The lawsuit is one of two in which Carroll accuses Trump of defamation when he denied raping her in a Bergdorf Goodman department store dressing room in late 1995 or early 1996.
Carroll first sued Trump after he denied the accusation in June 2019, telling a reporter at the White House that he did not know Carroll, that “she’s not my type,” and that she manufactured the claim to sell her new memoir.
The second lawsuit arose from an October 2022 social media post where Trump called the rape claim a “hoax,” “lie,” “con job” and “complete scam,” and said “this can only happen to ‘Trump’!”
U.S. District Judge Lewis Kaplan in Manhattan on Friday, January 13 said there was no merit to Trump’s argument that Carroll’s battery claim under New York’s Adult Survivors Act must be dismissed because the law denied him due process under the state’s constitution.
The judge also said New York state law did not require Carroll, to prove that she suffered an economic loss from Trump’s comments, as Trump had argued.
Alina Habba, a lawyer for Trump, said “we are disappointed with the court’s decision” and planned an immediate appeal.

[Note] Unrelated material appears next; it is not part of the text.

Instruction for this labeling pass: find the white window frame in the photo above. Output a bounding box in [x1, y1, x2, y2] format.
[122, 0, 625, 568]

Carroll’s lawyer Roberta Kaplan said “we are pleased though not surprised” at the decision.
Judge Kaplan said Trump was “demonstrably incorrect” to claim that the law was unconstitutional because lawmakers did not sufficiently explain why it was needed.
The judge added that lawmakers passed the law to help sexual abuse victims who might have suppressed memories of their attacks, or like Carroll were deterred from suing out of fear.
“To suggest that the ASA violates the state due process clause because the legislature supposedly did not describe that injustice to the defendant’s entire satisfaction in a particular paragraph of a particular type of legislative document – itself a dubious premise – is absurd,” Judge Kaplan wrote.
As Trump prepares for the 2024 presidential election, he and Carroll are awaiting a decision from a Washington, D.C., appeals court on whether, under local law, Trump should be immune from Carroll’s first lawsuit over his June 2019 comments.